Update vom 28. September (Liste aktualisiert)
- Savage Reviews
- I’m here to help you!
- Free Stuff Tutorials <- mittlerweile gelöscht
- Digibase Media <- daraus wurde dieser Kanal hier
- Tobi Teaches
- MatteoGuide
- Rapid Guides
- EnricoGuide
- Checkmark Academy (eEnrico)
- BaconHowTo
- DIY GUIDES
- Solution Base
- Drex Solan
- Vyro Tutorials
- Internet Solutions
- SkillScope <- mittlerweile gelöscht
- Premium Reviews <- daraus wurde dieser Kanal hier
- Johnny West <- mittlerweile gelöscht
- Tutorial Guru
- PaperClick
- Scam Sniff
- HowToLiterally
- Crypto Overlord
- Cassian Versio
- How To Thomas
- Quick Guidez
- HMD Tech
- Benefit Bureau
- Astro Fixes Problems
- EasyTutoFlow
- Quick and Easy
- Pro Guides
- Xguide
- HowToHarbor
Alle diese Kanäle sind kompletter Scam und sind nur ein Bruchteil von dem, was unter der Haube der Content-Farms so lungert. Sie versuchen mit reiner Masse die Suchergebnisse zu überfluten, um das eine Video zu finden, das plötzlich Geld abwirft. Manchmal funktioniert das, aber halt eben auch nicht immer.

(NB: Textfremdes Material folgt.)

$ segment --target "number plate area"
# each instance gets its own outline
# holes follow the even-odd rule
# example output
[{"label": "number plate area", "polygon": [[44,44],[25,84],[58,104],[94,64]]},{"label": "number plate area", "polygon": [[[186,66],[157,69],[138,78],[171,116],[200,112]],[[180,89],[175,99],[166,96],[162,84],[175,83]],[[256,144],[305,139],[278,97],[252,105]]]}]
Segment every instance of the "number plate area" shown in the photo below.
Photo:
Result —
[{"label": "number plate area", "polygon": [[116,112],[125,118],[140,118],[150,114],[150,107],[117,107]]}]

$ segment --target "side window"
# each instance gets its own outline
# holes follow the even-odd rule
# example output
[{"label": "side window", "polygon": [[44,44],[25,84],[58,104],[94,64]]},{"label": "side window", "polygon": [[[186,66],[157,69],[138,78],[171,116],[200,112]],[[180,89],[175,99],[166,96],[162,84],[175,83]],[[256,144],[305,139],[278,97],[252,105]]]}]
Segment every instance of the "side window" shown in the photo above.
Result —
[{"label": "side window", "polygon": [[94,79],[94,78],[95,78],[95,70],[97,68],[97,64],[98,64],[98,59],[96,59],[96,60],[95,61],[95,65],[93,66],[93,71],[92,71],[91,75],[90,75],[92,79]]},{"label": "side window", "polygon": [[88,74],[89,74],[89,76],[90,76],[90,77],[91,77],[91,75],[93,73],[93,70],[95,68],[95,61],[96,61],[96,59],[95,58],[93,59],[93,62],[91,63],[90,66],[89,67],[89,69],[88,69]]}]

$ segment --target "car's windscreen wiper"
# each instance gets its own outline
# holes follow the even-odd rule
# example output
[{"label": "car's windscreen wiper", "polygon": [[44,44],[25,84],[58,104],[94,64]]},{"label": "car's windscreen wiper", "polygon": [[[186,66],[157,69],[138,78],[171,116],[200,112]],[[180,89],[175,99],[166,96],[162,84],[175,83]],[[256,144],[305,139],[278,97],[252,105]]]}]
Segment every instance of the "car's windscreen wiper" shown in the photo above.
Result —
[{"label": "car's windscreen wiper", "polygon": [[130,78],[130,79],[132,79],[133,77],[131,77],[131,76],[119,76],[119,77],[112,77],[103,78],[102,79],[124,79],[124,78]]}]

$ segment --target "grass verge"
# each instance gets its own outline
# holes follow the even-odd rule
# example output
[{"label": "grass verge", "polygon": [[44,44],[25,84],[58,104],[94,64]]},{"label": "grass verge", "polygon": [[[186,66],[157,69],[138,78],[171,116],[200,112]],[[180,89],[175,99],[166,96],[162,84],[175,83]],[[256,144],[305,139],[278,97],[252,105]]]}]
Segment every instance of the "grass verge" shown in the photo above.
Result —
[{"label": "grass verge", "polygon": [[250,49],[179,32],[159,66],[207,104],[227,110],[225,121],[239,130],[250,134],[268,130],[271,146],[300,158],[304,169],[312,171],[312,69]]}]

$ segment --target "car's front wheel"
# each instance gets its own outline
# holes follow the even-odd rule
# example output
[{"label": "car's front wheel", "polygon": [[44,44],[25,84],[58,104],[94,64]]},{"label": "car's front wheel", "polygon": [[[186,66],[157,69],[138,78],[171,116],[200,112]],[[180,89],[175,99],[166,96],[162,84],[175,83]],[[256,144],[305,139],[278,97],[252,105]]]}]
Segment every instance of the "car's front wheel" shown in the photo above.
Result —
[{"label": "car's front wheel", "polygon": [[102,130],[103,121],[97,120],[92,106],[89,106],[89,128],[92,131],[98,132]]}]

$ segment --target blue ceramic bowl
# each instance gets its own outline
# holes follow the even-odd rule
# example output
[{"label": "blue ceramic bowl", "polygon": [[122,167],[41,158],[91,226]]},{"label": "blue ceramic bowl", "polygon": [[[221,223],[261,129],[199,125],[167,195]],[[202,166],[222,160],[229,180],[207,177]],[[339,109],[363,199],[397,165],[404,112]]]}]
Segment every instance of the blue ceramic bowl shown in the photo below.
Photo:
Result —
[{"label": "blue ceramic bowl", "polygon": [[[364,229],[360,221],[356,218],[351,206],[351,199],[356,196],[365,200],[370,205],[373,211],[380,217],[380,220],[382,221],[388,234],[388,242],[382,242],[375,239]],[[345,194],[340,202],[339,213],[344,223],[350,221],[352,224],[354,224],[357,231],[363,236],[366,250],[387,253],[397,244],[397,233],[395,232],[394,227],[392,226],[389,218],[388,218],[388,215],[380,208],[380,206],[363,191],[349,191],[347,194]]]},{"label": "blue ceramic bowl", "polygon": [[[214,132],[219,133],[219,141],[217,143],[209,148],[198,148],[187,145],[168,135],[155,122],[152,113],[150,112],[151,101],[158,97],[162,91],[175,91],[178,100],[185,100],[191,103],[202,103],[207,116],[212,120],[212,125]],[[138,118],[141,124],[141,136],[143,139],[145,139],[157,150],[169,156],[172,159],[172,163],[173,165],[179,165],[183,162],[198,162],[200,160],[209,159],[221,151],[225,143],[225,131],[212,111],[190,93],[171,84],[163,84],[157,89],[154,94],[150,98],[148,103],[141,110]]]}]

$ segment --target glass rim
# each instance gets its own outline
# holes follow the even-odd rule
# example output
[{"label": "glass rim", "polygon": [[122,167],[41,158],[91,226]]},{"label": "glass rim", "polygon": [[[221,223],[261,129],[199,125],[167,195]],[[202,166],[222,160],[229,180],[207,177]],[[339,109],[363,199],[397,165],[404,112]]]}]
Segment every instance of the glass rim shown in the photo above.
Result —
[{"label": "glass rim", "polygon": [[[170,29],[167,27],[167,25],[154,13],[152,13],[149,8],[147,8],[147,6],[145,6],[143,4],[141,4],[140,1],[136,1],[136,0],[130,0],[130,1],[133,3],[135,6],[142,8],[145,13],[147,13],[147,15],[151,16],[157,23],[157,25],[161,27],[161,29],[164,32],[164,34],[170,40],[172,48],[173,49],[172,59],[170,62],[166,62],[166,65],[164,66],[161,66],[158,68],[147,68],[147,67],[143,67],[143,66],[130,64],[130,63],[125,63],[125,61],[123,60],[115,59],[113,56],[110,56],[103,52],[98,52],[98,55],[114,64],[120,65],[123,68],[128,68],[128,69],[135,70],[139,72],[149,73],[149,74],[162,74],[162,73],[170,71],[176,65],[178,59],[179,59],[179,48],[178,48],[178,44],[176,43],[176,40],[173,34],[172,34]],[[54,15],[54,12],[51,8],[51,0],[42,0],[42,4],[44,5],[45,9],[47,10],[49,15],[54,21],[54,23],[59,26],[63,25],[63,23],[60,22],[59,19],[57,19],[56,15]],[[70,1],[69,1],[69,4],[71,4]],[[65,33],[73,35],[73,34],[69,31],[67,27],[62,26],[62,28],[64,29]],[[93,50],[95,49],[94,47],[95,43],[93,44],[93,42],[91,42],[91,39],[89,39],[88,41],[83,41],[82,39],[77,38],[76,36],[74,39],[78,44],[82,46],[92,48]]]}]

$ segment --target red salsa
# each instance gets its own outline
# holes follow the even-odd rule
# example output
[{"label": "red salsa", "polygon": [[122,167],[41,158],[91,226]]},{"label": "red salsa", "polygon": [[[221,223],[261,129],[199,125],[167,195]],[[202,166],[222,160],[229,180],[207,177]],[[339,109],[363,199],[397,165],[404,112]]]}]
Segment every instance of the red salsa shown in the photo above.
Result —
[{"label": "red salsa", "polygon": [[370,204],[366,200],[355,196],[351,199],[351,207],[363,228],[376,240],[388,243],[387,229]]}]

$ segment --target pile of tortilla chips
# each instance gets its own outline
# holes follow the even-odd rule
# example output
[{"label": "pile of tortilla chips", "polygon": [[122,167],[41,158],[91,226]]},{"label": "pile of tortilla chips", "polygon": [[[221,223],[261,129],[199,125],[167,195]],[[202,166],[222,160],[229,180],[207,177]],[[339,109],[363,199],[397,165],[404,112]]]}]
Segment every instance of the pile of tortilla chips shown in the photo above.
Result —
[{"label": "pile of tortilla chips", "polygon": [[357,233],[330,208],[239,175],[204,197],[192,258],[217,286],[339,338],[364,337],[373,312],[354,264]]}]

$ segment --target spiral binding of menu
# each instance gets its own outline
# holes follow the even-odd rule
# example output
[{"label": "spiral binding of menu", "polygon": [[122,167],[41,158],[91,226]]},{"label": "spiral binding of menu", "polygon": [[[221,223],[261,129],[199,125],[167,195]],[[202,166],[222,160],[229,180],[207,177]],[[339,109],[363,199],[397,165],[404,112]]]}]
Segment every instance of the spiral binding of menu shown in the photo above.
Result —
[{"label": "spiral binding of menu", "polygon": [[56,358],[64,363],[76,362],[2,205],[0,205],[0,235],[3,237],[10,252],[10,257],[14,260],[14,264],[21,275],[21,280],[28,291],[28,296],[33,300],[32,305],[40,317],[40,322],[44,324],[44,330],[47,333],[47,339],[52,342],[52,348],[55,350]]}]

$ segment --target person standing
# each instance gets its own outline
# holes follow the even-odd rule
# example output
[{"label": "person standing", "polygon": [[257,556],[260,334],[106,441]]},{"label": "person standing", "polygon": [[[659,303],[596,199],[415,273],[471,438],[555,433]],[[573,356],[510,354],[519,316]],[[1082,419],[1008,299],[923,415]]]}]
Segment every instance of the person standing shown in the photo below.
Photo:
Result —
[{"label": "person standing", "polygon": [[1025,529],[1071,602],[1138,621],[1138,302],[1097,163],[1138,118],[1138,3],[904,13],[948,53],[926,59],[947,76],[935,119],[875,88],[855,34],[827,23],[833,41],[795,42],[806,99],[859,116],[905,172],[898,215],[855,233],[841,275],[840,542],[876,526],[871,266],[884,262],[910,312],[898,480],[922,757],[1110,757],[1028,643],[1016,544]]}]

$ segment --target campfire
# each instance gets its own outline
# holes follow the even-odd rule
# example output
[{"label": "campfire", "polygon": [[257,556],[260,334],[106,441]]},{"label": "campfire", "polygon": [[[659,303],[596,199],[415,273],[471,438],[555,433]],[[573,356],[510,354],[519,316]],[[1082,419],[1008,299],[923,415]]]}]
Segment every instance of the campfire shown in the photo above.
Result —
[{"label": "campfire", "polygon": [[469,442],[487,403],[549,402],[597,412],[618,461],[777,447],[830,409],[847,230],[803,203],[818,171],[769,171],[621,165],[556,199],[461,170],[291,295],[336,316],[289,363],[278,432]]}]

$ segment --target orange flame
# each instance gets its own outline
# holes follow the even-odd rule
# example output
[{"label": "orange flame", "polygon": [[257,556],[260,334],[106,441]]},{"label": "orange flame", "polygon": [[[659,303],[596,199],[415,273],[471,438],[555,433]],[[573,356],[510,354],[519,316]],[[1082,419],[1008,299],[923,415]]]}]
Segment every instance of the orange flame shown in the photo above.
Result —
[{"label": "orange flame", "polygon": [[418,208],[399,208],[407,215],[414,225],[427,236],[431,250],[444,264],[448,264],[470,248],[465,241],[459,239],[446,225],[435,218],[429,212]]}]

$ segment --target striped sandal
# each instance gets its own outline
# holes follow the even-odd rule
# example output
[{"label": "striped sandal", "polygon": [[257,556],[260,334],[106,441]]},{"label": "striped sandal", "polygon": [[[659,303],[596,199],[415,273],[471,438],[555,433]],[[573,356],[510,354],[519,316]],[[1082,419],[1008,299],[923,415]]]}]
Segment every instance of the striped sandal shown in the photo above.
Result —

Fazit: Verhindern lässt sich das alles nach aktuellem Stand nicht
Grundsätzlich muss man aber an dieser Stelle sagen: verhindern lassen sich diese KI-Content-Farms erst einmal nicht. Und es beschränkt sich bei Weitem nicht nur auf Linux. Auch Handys, Gaming, Politik oder”Just Talking” ist davon nicht ausgenommen. Weiter macht zumindest Google in Form von YouTube nur wenig dagegen, es sei denn, es geht gegen einzelne Kanäle, die ein gewisses Interesse bedienen und manchmal auch mediale Aufmerksamkeit erhalten. Das ist hier aber definitiv nicht der Fall, diese Channels sind nahezu “unsichtbar”. Viele Videos werden gerade einmal im ein- oder zweistelligen Bereich aufgerufen.
Bevor ihr aber zu voreilig auf das nächste “I tried both!”-Video klickt, nehmt euch einfach ein paar Sekunden Zeit euch den Kanal anzuschauen. Die Hinweise sind ja eindeutig und häufig schon im Thumbnail zu sehen. Schaut man sich dann den Kanal an und sieht eine enorme Menge an Videos, die zwischen ein bis drei Minuten gehen, handelt es sich mit extrem hoher Wahrscheinlichkeit um eine Content-Farm und ihr werdet nach dem Schauen nicht schlauer sein. Dann lieber den Kanal melden und blocken.
Sucht euch aber auch vor allem YouTube Creators, bei denen ihr wisst, dass es sich nicht um Content-Farms handelt, sondern ein tatsächlich echter Mensch hinter steht. Diese dann zu abonnieren und aktiv zu verfolgen, bringt euch schlussendlich mehr. Gerade dann, wenn ihr euch für gewisse Themenbereiche wie Linux und Co. interessiert, hilft es hier vor allem auf echte Erfahrungen statt AI-Slop-Zusammenschnitte zu setzen.